13. Angels in the Outfield


Joseph Gordon-Levitt's character doesn't understand the sarcasm when his deadbeat dad tells him that JGL can live with him when the Angels win the pennant. Instead, he wishes for real angels to come help his baseball team which includes players like Tony Danza, Adrien Brody, and Matthew McConaughey.

This . . . might be from a different movie.

14. It Could Happen to You


The movie where two very nice people win the lottery after lifetimes of racking up good karma and it turns out they're surrounded by assholes.

15. The Mask


Jim Carrey's second huge movie of 1994. I remember having the soundtrack to this movie on cassette and listening to it on my Walkman until my ears bled.

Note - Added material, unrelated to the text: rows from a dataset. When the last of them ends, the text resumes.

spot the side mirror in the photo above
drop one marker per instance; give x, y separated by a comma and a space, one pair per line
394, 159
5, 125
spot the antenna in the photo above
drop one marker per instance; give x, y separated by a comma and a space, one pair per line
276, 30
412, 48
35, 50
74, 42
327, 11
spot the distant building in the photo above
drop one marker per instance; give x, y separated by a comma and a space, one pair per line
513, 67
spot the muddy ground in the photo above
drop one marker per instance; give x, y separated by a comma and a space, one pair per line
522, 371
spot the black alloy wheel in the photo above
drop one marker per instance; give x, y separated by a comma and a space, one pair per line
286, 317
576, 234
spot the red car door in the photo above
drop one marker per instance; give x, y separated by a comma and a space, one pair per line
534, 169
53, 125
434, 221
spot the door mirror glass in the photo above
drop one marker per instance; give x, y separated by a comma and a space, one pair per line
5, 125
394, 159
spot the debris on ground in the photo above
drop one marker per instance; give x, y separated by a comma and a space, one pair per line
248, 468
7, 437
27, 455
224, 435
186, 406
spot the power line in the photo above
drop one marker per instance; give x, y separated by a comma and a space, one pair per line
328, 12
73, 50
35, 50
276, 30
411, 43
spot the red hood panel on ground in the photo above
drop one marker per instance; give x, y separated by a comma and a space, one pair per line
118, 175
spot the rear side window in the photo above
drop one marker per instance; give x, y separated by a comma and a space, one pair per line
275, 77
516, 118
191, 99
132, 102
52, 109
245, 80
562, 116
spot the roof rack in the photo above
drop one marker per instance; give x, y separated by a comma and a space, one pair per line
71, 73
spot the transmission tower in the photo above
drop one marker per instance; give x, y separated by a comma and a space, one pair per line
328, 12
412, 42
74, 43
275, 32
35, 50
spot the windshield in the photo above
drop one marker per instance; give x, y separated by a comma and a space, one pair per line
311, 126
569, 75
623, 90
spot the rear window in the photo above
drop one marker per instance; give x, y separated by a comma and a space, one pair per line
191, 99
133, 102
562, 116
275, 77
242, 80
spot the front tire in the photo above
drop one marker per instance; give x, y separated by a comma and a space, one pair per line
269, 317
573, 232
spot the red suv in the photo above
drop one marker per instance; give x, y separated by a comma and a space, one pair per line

We're just going to pretend like this never happened.


16. Natural Born Killers


That's right, folks, one of the most controversial films of all time turns 20 this year. Although, as messed up as this movie is, it kind of pales in comparison to some of the twisted movies that have been released since.

17. Timecop


Jean-Claude Van Damme travels through time to save Ferris Bueller's girlfriend. Also, lots of stuff blows up.

18. Pulp Fiction


"Does he look like a bitch?"

19. The Shawshank Redemption


Based on Stephen King's novella Rita Hayworth and the Shawshank Redemption, it is considered one of the best movies of all time and is listed in the American Film Institute's list of the 100 best films of all time (fun fact: it outranks both Forrest Gump and Pulp Fiction).

20. Dumb and Dumber



Apparently the movie powers that be are working on a sequel, Dumb and Dumber To, that is set to be released in November. I'm not sure if I should be excited or saddened.